Çalışma, Microsoft ve OpenAI’nin bu yıl yayınladığı değerlendirmelere göre, Rusya, Kuzey Kore, İran ve Çin destekli gruplardan hacker’ların siber saldırıları geliştirmek için büyük dil modellerini (LLM) kullandığı bir dönemde yayımlandı. IŞİD (Irak Şam İslam Devleti) yanlısı bazı grupların da saldırı düzenlemek amacıyla AI ile denemeler yaptığı belirtiliyor.

Stanford Üniversitesi, yeni geliştirdiği ARTEMIS adlı AI ajanının insan hacker’larla yapılan bir deneyde 10 katılımcı arasında ikinci sırayı aldığını açıkladı. Araştırmacılar, AI ajanının “teknik açıdan yüksek bir yetkinlik sergilediğini” ve çalışmadaki en güçlü insan katılımcılarla kıyaslanabilir bir performans ortaya koyduğunu ifade etti.

Rapora göre ARTEMIS’in çalıştırılmasının saatlik maliyeti yalnızca 18 dolar (yaklaşık 15 euro). Buna karşılık, profesyonel bir hacker'ın saatlik ücreti 60 dolar (yaklaşık 52 euro). Çalışma henüz hakemli bir bilimsel dergide yayınlanmadı.

Google’ın bir raporuna göre, insan denetimi olmadan görevleri yerine getirebilen, tamamen otomatik dijital asistanlar olan AI ajanlarının, 2026 itibarıyla kötü niyetli aktörler tarafından saldırıları daha hızlı ve geniş ölçekte yürütmek için kullanılması bekleniyor.

Stanford Üniversitesi, ARTEMIS’e, 6 AI ajanına ve 10 insan test uzmanına, üniversite ağındaki sunucular, bilgisayarlar ve akıllı cihazlar dahil olmak üzere toplam 8 bin cihaza erişim izni verdi. Katılımcılardan 16 saat boyunca güvenlik açığı taraması yapmaları istendi; ancak performans değerlendirmesi yalnızca ilk 10 saat üzerinden yapıldı.

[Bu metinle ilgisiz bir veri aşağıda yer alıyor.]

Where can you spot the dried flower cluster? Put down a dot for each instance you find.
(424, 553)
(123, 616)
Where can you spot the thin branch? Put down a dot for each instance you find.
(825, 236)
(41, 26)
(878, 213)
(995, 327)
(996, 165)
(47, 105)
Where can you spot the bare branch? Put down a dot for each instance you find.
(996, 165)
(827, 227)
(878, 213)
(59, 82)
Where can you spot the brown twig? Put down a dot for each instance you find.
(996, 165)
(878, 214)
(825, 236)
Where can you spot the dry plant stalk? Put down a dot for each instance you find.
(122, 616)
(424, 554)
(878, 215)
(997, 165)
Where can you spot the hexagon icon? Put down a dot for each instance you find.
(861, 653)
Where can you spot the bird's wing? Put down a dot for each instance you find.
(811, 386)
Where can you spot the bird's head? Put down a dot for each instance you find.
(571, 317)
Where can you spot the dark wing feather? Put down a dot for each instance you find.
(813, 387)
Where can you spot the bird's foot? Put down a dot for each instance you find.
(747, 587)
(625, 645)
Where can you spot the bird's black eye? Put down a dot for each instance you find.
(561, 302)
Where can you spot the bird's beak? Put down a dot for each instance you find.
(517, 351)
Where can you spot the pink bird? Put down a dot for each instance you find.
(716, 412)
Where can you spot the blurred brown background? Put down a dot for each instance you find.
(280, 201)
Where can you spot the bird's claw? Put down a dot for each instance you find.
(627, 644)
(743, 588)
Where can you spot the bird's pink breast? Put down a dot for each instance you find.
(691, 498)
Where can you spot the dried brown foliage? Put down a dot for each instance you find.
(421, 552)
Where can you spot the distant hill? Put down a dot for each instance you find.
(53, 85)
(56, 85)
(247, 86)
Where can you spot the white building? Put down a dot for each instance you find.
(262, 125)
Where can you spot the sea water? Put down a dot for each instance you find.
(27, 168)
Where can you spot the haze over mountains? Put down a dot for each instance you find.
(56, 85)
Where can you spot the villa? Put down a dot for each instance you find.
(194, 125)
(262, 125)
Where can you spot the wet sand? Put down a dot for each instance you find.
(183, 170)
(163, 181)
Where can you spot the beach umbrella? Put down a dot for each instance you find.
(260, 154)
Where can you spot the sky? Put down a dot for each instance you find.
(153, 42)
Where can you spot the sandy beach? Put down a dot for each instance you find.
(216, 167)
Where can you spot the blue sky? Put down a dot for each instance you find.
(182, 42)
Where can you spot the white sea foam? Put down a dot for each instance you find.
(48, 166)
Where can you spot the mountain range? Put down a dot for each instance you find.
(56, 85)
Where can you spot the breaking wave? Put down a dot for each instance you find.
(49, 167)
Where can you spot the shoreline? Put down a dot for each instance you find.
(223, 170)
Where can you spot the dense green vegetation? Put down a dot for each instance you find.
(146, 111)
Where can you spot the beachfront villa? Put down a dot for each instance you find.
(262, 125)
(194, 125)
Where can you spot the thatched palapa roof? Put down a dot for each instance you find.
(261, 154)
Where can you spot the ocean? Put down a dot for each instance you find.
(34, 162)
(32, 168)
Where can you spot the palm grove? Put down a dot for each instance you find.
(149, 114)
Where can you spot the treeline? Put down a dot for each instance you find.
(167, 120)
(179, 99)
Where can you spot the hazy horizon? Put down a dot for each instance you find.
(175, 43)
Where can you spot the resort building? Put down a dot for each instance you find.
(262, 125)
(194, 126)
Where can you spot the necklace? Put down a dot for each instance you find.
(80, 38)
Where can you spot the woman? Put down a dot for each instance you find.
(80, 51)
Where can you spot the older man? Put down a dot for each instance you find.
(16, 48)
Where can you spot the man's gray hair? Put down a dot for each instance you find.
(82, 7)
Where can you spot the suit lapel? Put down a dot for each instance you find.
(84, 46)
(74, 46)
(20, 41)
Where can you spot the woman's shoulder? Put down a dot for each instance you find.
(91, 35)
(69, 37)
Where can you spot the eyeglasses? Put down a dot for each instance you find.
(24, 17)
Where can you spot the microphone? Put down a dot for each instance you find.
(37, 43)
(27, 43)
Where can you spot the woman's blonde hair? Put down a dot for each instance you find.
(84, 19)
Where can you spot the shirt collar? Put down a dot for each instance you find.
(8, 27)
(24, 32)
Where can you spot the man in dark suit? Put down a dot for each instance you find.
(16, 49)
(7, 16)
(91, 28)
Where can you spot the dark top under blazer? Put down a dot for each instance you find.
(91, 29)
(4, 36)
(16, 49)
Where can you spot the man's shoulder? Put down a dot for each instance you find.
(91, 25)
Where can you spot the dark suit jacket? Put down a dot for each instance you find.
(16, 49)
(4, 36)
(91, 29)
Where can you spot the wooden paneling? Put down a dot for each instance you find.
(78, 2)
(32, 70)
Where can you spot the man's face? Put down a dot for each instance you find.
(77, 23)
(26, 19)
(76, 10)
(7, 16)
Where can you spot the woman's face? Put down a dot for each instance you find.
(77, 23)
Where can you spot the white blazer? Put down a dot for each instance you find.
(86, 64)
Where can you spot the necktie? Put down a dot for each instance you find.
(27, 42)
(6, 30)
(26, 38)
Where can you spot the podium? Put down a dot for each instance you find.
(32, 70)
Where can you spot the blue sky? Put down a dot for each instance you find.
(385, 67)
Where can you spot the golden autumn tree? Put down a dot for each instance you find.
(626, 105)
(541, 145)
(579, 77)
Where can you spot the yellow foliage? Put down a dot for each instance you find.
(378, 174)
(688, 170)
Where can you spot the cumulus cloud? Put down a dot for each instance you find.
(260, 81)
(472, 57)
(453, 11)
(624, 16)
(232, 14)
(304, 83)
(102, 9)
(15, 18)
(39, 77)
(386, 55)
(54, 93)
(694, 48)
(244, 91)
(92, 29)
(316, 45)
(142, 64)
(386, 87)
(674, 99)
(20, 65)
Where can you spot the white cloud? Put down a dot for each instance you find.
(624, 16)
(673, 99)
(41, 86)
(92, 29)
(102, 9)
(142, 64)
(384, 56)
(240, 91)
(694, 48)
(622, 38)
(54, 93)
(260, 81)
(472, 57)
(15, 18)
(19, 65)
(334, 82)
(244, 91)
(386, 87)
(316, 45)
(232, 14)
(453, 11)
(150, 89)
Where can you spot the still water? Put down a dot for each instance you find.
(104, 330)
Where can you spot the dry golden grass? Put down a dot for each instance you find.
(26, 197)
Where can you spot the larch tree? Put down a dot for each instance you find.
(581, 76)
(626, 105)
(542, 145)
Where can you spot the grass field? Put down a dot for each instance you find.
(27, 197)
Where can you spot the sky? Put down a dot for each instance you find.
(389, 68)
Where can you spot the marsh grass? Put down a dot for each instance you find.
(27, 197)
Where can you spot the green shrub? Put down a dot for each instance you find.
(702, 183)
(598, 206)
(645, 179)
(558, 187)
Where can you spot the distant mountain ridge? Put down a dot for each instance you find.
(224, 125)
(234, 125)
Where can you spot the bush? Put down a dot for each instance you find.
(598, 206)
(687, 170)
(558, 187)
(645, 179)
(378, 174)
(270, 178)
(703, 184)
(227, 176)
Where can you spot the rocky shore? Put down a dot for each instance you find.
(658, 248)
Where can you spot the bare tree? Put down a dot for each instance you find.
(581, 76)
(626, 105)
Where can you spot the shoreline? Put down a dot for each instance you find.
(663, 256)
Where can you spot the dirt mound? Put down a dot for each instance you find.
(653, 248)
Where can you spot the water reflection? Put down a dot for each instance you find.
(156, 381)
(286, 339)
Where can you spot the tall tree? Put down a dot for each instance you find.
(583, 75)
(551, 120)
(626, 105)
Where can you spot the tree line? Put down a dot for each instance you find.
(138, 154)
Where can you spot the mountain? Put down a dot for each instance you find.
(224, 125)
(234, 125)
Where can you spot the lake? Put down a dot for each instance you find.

Bu süre içinde ARTEMIS, üniversitenin sisteminde 9 güvenlik açığı tespit etti ve bulgularının yüzde 82’sini geçerli raporlar olarak sundu. AI ajanı, sıralamada ikinci oldu ve 10 insan test uzmanından dokuzunu geride bıraktı.

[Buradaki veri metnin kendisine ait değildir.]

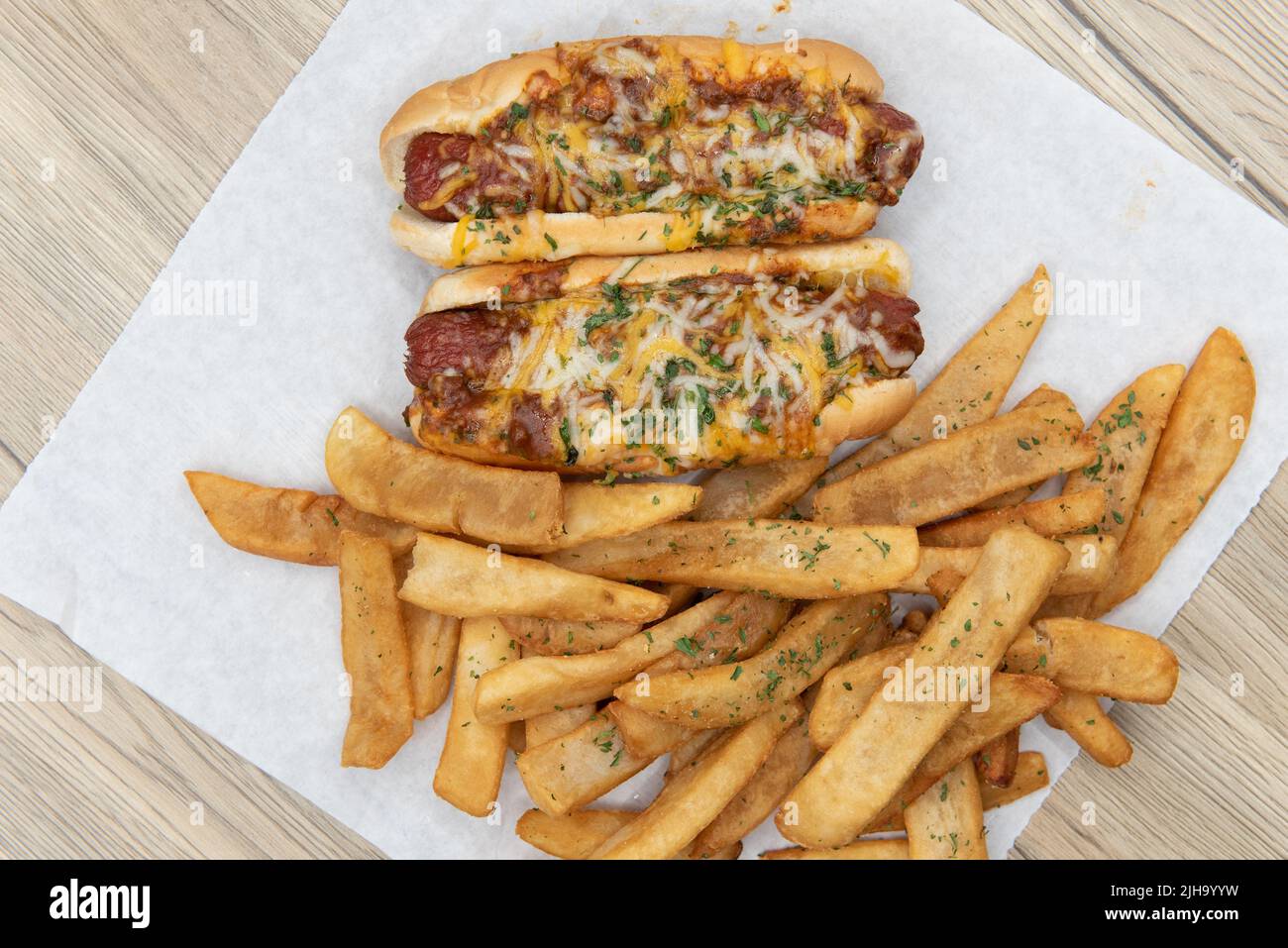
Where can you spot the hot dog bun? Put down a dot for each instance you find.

Araştırmaya göre, AI programını bu kadar başarılı kılan unsurlardan biri, bir güvenlik açığı tespit edildiğinde eş zamanlı olarak “alt ajanlar” oluşturarak bu açıkları arka planda inceleyebilmesi oldu. Bu sırada ana sistem diğer tehditleri taramaya devam edebildi. İnsan test uzmanları ise her bir güvenlik açığını tek tek incelemek zorunda kaldı.

Buna karşın çalışmada, ARTEMIS’in insanlar tarafından tespit edilen bazı güvenlik açıklarını kaçırdığı ve bunları bulabilmek için ipuçlarına ihtiyaç duyduğu da vurgulandı.

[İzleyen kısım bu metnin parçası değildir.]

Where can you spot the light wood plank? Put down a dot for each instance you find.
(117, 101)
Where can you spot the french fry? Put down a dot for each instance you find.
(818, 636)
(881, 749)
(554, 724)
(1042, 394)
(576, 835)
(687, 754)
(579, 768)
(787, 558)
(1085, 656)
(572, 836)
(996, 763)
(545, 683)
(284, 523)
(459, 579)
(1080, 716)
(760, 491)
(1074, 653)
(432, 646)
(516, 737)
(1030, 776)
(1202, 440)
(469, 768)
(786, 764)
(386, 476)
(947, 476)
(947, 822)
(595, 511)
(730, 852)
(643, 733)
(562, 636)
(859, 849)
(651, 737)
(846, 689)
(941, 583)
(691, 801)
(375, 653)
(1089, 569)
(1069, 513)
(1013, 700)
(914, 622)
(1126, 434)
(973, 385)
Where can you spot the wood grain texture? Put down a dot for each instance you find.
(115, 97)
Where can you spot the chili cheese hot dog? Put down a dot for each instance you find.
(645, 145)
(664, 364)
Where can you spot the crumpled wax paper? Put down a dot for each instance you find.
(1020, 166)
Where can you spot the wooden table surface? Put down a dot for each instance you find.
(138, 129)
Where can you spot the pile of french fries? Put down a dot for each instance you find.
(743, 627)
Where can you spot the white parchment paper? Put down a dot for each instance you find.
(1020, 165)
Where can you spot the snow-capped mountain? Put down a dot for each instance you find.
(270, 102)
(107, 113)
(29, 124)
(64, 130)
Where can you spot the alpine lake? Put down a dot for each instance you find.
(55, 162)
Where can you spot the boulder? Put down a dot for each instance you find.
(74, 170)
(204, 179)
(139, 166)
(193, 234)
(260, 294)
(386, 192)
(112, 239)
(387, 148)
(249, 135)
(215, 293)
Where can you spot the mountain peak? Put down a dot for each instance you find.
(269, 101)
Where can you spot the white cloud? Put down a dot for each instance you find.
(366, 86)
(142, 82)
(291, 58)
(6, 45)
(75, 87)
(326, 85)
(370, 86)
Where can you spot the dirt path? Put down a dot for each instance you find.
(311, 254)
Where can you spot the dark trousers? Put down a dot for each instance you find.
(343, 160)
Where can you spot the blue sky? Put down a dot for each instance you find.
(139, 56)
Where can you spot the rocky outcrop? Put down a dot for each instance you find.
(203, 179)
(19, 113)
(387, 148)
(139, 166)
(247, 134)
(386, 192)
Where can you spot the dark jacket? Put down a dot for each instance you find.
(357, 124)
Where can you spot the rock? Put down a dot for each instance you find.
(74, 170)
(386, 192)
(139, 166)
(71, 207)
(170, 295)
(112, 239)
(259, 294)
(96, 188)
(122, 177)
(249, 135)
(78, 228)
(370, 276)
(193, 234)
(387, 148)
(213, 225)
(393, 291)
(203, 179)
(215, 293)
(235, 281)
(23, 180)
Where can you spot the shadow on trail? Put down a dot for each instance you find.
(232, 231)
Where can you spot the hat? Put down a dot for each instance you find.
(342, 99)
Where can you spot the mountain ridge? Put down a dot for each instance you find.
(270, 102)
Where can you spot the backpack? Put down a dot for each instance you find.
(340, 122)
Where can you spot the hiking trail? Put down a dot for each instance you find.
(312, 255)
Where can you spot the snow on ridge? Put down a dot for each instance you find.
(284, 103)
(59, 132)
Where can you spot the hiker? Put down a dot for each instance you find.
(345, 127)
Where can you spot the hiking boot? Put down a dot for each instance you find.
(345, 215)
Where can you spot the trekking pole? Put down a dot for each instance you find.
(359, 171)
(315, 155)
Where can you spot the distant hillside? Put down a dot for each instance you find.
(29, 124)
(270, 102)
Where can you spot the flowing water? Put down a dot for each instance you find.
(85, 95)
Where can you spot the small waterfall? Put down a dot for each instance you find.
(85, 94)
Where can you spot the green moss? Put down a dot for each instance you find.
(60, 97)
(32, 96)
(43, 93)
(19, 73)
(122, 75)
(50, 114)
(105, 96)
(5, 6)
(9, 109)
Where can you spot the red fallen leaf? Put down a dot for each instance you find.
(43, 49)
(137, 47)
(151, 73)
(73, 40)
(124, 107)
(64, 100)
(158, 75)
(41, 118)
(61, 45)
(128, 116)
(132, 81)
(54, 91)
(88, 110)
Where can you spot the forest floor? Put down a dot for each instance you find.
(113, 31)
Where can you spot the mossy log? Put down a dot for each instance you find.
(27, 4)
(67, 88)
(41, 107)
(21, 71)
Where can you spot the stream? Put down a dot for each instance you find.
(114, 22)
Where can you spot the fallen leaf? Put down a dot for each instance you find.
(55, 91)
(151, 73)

Araştırma ayrıca, OpenAI’nin Codex’i ve Anthropic’in Claude Code’u gibi mevcut AI tabanlı siber güvenlik araçlarının, tasarımları gereği yeterli “siber güvenlik uzmanlığı”na sahip olmadığını ortaya koydu.

Testler sırasında bu şirketlerin AI ajanlarının ya güvenlik açığı aramayı reddettiği ya da süreçte takılıp kaldığı belirtildi.

Çalışmaya göre, OpenAI ve Anthropic modelleri, insan katılımcılardan yalnızca ikisinden daha iyi performans gösterdi, bu da söz konusu modellerin genel olarak “beklenenin altında kaldığına” işaret ediyor.